Your core cohort is your family or household group and up to 15 other people with whom you have chosen to spend time where rules about distancing can be relaxed.

This should be the same 15 people at all times, who are all committed to this cohort, and even in the cohort, anyone who is sick should not have close interactions with others.

Smaller core cohorts are less risky than larger ones.

All other cohorts will vary depending on what you are doing, so the people you interact with in a sports league, in a childcare setting, or at school would be cohorts.

Co-workers or attendees of the same church are not considered cohorts, and should maintain distance and public health precautions in their interactions.

Another common question I have had is how many sports cohorts a child should be in?

That is a difficult question. We recognize that staying active is important for our mental health and physical well-being.  

At the same time, it’s important to recognize that the more activities a person participates in where distancing cannot be maintained, the greater their risk of exposure.

Many different factors can also impact the safety and risk of exposure that is faced by participating in a sport or activity.

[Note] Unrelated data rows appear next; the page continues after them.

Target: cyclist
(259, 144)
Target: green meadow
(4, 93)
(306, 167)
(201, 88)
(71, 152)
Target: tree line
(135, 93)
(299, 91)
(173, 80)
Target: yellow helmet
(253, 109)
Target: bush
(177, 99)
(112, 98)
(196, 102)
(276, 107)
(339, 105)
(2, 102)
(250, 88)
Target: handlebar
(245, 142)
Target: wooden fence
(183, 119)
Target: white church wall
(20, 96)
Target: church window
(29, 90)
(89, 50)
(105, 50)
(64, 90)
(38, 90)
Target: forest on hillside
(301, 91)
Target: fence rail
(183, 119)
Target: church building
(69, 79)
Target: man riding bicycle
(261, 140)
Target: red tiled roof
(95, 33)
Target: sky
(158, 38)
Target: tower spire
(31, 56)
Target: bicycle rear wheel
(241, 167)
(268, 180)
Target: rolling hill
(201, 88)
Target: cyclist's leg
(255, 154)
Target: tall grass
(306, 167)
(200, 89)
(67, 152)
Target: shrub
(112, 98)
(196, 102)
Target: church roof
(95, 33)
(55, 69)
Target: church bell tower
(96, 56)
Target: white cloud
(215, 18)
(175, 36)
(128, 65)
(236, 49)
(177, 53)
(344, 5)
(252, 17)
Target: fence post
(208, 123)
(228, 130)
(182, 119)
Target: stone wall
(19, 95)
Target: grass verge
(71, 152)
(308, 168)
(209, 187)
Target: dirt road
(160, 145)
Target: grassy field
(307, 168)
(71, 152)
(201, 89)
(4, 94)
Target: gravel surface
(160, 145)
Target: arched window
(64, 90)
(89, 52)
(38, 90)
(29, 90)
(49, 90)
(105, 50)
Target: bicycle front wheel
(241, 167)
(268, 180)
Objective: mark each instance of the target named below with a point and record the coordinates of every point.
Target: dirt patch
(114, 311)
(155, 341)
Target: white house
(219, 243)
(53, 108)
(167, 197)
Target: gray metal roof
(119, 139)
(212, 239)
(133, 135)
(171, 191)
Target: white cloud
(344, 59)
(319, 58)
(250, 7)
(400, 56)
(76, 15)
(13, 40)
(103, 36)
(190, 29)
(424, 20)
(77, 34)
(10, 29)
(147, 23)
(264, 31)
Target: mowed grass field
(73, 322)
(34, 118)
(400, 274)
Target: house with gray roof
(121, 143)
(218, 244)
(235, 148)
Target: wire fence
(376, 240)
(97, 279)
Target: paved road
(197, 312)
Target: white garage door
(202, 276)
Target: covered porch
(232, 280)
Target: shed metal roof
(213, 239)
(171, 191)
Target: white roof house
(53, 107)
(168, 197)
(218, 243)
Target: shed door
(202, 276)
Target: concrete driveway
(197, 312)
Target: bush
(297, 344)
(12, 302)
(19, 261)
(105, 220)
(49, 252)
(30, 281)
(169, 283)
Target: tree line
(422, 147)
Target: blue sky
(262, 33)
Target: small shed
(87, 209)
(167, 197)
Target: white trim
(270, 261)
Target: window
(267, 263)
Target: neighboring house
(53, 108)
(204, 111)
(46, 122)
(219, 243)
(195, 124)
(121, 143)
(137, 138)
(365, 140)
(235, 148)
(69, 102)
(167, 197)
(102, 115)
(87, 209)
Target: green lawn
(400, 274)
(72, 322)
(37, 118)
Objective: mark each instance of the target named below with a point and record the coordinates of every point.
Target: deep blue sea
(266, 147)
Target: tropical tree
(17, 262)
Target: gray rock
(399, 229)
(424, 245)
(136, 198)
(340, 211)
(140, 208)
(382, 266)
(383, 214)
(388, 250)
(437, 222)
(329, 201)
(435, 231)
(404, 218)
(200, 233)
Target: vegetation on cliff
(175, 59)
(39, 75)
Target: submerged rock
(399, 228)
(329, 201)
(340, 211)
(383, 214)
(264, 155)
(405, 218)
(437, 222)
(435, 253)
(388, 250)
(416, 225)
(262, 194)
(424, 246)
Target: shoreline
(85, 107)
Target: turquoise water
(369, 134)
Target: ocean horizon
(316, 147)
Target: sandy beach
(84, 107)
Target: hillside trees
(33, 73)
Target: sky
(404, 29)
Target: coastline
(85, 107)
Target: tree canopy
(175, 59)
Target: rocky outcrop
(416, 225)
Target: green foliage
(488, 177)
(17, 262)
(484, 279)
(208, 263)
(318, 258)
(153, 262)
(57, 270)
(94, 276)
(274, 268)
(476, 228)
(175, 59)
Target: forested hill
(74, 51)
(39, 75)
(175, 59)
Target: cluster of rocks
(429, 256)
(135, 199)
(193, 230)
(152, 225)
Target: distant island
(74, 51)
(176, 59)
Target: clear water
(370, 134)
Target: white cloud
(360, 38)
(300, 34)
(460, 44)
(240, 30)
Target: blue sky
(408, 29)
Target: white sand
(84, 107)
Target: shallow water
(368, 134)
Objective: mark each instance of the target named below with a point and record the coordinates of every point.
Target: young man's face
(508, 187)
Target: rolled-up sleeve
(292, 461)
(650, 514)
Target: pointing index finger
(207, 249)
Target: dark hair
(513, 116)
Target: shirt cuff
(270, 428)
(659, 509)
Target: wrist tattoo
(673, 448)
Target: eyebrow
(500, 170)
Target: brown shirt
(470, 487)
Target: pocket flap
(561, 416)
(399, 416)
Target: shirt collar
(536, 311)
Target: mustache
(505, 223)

For example, it is easier in some sports to maintain 2 metres of distance between players, and a cohort model may not even be needed if distancing can be maintained at all times.

With other sports where players are inevitably in close contact with one another, risk of transmission if someone is infectious while playing is greater.

This means the cohort model is an important way to keep that risk contained.

Each family and team must determine what level of risk is right for them and what level of risk they deem to be acceptable.

While this conversation is challenging, it is part of what being on a team is all about.

Part of playing a team sport is working together for what is best for the team, and discussion about cohorts is another element to that.

I encourage families to limit the number of cohorts that their members are part of, including sports cohorts.

But I also can’t set a single number that will be right for every family or every team.

Teams or sports organizations may choose to limit their players to just one cohort, or they may set a minimum number of cohorts that their members can belong to.

This is based on risk tolerance and conversations with players, coaches, and parents where applicable.

When in doubt, I recommend keeping sports cohorts as limited as possible during the coming fall and winter, as it is possible we will see a rise in transmission of COVID as the weather gets colder and activities move indoors.

Finally, I have been asked whether we will lift the current restriction limiting sports cohorts to 50 participants.

We continue to monitor this closely, however, at this time there is no plan to raise the cohort number in the immediate future.

Alberta Health is closely monitoring all the factors above to determine whether and when an increase in cohort size is appropriate. 

We will continue to closely monitor the spread of the virus in Alberta.

If changes are needed in the future, we will make them.

As I have said countless times, we are all in this together and it is only together that we can find the right balance between limiting the harms of COVID and the harms of restrictions.

Thank you, and I am happy to take any questions you may have.